Go south three blocks and then turn left.
We live in the southeast section of town.
Southeast is just an adjective here describing section, so it should not be capitalized.

Rule 8

Always capitalize the first and last words of titles of publications regardless of their parts of speech. Capitalize other words within titles, including the short verb forms Is, Are, and Be.

Exception:
Do not capitalize little words within titles such as a, an, the, but, as, if, and, or, nor, or prepositions, regardless of their length.

Examples:
The Day of the Jackal
What Color Is Your Parachute?
A Tale of Two Cities

Rule 9

Capitalize federal or state when used as part of an official agency name or in government documents where these terms represent an official name.
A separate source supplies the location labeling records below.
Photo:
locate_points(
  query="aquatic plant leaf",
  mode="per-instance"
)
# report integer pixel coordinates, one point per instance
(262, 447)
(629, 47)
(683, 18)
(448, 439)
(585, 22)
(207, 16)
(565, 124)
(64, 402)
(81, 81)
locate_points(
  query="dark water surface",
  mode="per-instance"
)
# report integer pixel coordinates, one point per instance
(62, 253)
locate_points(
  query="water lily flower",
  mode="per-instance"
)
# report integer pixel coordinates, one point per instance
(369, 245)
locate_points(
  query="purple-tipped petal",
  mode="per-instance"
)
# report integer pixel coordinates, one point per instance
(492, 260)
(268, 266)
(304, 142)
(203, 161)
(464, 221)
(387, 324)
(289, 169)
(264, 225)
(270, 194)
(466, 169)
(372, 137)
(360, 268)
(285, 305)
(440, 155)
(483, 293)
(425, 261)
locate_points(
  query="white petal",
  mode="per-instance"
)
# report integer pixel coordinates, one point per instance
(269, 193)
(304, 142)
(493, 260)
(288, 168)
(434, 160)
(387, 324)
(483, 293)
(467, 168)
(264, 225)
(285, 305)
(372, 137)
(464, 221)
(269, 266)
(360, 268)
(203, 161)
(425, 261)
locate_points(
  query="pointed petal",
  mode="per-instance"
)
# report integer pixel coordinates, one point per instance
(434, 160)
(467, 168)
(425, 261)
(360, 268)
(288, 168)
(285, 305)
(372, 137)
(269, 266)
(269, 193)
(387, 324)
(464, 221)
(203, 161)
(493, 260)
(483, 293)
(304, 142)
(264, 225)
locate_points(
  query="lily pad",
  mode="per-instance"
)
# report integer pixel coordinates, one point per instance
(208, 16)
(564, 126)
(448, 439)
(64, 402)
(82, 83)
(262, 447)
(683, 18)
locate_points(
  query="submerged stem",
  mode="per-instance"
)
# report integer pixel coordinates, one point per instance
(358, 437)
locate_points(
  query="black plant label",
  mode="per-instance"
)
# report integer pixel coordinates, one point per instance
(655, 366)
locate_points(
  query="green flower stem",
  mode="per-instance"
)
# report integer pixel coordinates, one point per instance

If they are being used as general terms, you may use lowercase letters.

Examples:
The state has evidence to the contrary.
That is a federal offense.
The State Board of Equalization collects sales taxes.
We will visit three states during our summer vacation.
The Federal Bureau of Investigation has been subject to much scrutiny and criticism lately.
Her business must comply with all county, state, and federal laws.

Rule 10

You may capitalize words such as department, bureau, and office if you have prepared your text in the following way:

Example:
The Bureau of Land Management (Bureau) has some jurisdiction over Indian lands. The Bureau is finding its administrative role to be challenging.

Rule 11

Do not capitalize names of seasons.

Example:
I love autumn colors and spring flowers.

Rule 12

Capitalize the first word of a salutation and the first word of a complimentary close.

Examples:
Dear Ms. Mohamed: 
My dear Mr. Sanchez: 
Very truly yours,

Rule 13

Capitalize words derived from proper nouns.

Example:
I must take English and math.
English is capitalized because it comes from the proper noun England, but math does not come from Mathland.

Rule 14

Capitalize the names of specific course titles.

Example:
I must take history and Algebra 2.

Rule 15

After a sentence ending with a colon, do not capitalize the first word if it begins a list.

Example:
These are my favorite foods: chocolate cake, spaghetti, and artichokes.

Rule 16

Do not capitalize when only one sentence follows a sentence ending with a colon.

Example:
I love Jane Smiley's writing: her book, A Thousand Acres, was beautiful.

Rule 17

Capitalize when two or more sentences follow a sentence ending with a colon.

Example:
I love Jane Smiley's writing: Her book, A Thousand Acres, was beautiful. Also, Moo was clever.